INTRODUCTION
La transplantation hépatique (TH) est le traitement curatif des hépatopathies cirrhotiques. Les patients arrivent à la greffe avec une hémostase perturbée, qui va encore être modifiée au cours des différentes phases de la chirurgie. Les facteurs de risque de saignement et les besoins transfusionnels sont difficiles à prévoir, et malgré d’importants progrès au cours des 20 dernières années, 20 à 25 % des patients transplantés reçoivent au moins 1 produit sanguin labile (PSL) en per opératoire (1), et 10 % des TH nécessitent une transfusion massive. La gestion du saignement et de la transfusion peropératoire repose sur des algorithmes transfusionnels, guidés par les résultats des tests de laboratoire et/ou des tests de biologie délocalisée.
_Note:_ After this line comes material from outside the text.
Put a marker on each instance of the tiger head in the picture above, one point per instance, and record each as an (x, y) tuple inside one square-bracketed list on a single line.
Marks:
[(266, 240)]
MODIFICATIONS DE L’HÉMOSTASE SELON LES TEMPS OPÉRATOIRES
Au cours de la dissection du foie natif, le risque hémorragique est principalement lié à la technique chirurgicale, aux antécédents de chirurgie abdominale sus-mésocolique, à la sévérité de l’hypertension portale et dans une moindre mesure aux troubles préopératoires de l’hémostase. En cas de saignement au cours de cette phase les facteurs de la coagulation et les plaquettes sont consommées. L’hémodilution peropératoire entraîne également des répercussions sur l’hémostase (2).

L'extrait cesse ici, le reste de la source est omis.